Николай Батурин - Король Королевской избушки
Он разгреб лыжей снег вокруг смолистого пня до самого брусничника, затем развел под ним маленький костер. Пока пень занимался, он натаскал сушняку. «Сколько нужно дров, чтобы согреть одну таежную ночь? И если не согреть, то хотя бы осветить?» Затем он подумал: «За все бессонные ночи отоспимся там, где даже будильщикам лень просыпаться, где будильники идут вспять и где нет даже крошечных перечно-красных мышей, способных разбудить кого угодно».
Смолистый пень охотно принимал огонь; языки пламени ползли по извилистым корням, словно бледная кровь по щупальцам раненой медузы. Он думал о том, что существуют понятия-близнецы, сущность которых едина. Как огонь и кровь, сон и смерть, одиночество и свобода… «Нельзя в одно и то же время жить в загоне и быть свободным», — подумал он.

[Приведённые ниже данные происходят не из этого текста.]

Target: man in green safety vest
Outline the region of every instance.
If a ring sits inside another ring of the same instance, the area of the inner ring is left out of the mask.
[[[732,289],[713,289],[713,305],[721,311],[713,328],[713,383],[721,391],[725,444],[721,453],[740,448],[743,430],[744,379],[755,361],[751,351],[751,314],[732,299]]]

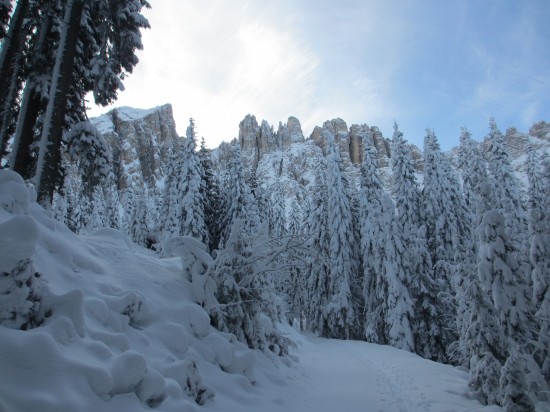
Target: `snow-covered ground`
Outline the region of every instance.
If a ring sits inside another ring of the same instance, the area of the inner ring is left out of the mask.
[[[501,410],[471,399],[467,372],[389,346],[289,332],[298,363],[284,385],[265,391],[256,410]]]
[[[179,258],[112,229],[76,236],[32,198],[0,171],[1,412],[500,410],[471,399],[466,372],[391,347],[281,325],[289,357],[251,351],[209,325]],[[26,287],[43,322],[2,326],[30,313]]]

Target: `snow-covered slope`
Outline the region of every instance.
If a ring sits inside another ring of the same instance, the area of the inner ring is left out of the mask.
[[[0,170],[0,411],[223,410],[257,358],[288,362],[213,329],[179,258],[76,236],[32,197]]]
[[[0,171],[2,412],[482,409],[465,372],[394,348],[287,326],[289,357],[251,351],[209,325],[179,258],[76,236],[33,196]]]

Готовясь к ночлегу, он забыл о своей Мустеле. Зачем он вдруг глубоко зимой собрался заночевать здесь, в тайге? Об этом, пожалуй, пришлось бы не раз спросить, прежде чем последовал бы ответ, что, видимо, не без причины. Распоряжаясь вещами, своими немыми подручными, он то посмеивался над чем-то, то становился серьезным, то грустил, то радовался, то становился радостно-грустным. Он мог быть одновременно и тем и другим, если верить его лицу.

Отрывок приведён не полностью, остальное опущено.